By: AM Larks & AE Santana
Claudia Rankine is the author of five collections of poetry, two plays, numerous video collaborations, and is the editor of several anthologies. Rankine has won the PEN Open Book Award and the PEN Literary Award, the NAACP Award, and the National Book Critics Circle Award for Poetry, and was a finalist for the National Book Award for her book Citizen. Rankine is the recipient of the Poets & Writers’ Jackson Poetry Prize and fellowships from the Lannan Foundation and the National Endowment of the Arts, in addition to other honors and awards.

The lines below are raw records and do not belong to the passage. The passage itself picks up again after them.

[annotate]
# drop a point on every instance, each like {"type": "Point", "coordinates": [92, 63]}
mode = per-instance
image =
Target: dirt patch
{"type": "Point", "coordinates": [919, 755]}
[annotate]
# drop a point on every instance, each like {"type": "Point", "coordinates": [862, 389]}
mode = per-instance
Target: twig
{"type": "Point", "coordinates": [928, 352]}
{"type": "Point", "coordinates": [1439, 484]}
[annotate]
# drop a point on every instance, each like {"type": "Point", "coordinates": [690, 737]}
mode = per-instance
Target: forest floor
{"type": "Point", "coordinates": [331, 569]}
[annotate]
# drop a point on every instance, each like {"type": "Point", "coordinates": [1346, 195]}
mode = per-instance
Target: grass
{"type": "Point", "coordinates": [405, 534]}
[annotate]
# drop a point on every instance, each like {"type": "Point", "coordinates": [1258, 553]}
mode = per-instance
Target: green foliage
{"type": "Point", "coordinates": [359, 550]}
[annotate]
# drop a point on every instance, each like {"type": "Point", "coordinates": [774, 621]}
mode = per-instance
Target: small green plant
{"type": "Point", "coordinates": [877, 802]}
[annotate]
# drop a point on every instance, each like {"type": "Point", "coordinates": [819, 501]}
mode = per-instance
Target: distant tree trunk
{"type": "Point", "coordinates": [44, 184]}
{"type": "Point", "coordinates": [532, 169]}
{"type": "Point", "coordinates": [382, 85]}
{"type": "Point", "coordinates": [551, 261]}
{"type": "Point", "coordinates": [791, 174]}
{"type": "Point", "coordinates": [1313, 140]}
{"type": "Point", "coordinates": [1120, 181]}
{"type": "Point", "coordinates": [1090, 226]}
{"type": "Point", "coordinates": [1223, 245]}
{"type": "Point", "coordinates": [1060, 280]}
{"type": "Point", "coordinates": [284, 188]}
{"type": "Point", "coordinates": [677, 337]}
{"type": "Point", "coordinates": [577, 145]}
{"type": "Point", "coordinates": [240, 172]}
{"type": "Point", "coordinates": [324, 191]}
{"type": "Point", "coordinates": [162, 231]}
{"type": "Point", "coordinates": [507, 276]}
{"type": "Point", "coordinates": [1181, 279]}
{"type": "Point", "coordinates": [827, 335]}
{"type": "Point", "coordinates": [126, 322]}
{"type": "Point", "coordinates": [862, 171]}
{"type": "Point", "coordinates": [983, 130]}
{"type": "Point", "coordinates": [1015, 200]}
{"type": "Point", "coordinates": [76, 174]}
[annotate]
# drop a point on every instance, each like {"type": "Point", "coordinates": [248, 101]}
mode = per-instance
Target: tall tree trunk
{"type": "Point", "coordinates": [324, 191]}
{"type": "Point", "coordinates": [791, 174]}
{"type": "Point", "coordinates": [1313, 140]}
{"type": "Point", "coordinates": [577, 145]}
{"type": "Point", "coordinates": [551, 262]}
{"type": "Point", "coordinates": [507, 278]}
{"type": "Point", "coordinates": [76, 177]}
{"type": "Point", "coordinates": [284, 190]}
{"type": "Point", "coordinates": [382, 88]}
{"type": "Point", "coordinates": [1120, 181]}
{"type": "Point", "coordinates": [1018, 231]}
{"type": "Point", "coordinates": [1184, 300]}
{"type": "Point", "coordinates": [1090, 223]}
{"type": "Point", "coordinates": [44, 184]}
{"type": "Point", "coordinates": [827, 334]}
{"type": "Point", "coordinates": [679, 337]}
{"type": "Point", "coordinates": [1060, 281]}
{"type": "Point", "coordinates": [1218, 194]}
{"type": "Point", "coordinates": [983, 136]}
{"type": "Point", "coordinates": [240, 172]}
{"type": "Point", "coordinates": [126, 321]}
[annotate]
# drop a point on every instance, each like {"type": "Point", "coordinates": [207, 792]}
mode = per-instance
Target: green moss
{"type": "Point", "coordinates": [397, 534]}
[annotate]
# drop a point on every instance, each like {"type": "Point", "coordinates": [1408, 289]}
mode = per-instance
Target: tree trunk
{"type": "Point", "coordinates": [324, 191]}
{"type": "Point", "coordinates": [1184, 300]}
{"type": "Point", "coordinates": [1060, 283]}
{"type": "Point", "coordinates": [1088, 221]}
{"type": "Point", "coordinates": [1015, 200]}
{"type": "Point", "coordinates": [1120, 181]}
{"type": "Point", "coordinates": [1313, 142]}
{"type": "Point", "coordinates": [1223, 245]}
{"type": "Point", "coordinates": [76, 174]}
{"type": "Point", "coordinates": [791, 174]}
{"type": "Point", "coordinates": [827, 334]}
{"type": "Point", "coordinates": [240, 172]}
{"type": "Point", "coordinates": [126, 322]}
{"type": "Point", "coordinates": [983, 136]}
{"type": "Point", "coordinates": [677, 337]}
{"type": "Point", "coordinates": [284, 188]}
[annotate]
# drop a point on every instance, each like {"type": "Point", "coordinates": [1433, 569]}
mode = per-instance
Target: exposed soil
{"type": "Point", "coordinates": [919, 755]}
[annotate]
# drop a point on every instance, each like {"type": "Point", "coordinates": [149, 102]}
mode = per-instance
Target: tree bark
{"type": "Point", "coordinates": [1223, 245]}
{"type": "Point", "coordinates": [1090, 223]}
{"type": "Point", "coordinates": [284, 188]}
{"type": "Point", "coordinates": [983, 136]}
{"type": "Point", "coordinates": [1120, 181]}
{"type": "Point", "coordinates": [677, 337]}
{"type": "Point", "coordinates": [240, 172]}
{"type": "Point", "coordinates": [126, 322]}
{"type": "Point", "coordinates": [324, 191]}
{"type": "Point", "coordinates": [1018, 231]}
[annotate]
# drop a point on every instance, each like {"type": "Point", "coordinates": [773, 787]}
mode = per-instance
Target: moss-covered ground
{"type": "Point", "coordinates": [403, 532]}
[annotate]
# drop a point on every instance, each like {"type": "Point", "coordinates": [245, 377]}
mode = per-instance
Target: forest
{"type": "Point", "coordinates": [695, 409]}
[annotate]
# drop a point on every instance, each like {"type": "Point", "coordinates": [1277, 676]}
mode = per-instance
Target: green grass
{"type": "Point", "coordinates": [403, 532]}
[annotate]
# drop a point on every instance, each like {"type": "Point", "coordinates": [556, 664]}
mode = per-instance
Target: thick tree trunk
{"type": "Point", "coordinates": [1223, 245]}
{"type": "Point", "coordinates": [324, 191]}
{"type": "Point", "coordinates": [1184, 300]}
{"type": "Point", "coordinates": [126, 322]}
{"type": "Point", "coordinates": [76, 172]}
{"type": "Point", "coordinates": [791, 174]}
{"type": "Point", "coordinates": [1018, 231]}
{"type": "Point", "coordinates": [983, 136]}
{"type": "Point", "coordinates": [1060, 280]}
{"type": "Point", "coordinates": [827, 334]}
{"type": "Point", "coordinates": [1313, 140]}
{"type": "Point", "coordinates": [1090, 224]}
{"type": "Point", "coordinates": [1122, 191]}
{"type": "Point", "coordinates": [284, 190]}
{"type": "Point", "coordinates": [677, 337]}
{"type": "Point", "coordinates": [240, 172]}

The White Card by Claudia Rankine is two-scene play that features one black character, Charlotte Cummings, a Yale MFA graduate and a highly successful contemporary artist; and four white characters: Charles Hamilton Spencer, a “well-respected philanthropist” and “lover of contemporary art,” his wife Virginia Compton Spencer, the Spencers’ son Alex Compton-Spencer, an activist who is “deeply involved in current American politics,” and Eric Schmidt, the Spencers’ trusted art dealer. The Spencers invite Charlotte over to dinner in an attempt to convince her to sell her art to them.
The Coachella Review contributors A.E. Santana and A.M. Larks reviewed this play in an interview style with questions, responses, and replies in order to capture the conversation that theater, and specifically The White Card, is meant to evoke.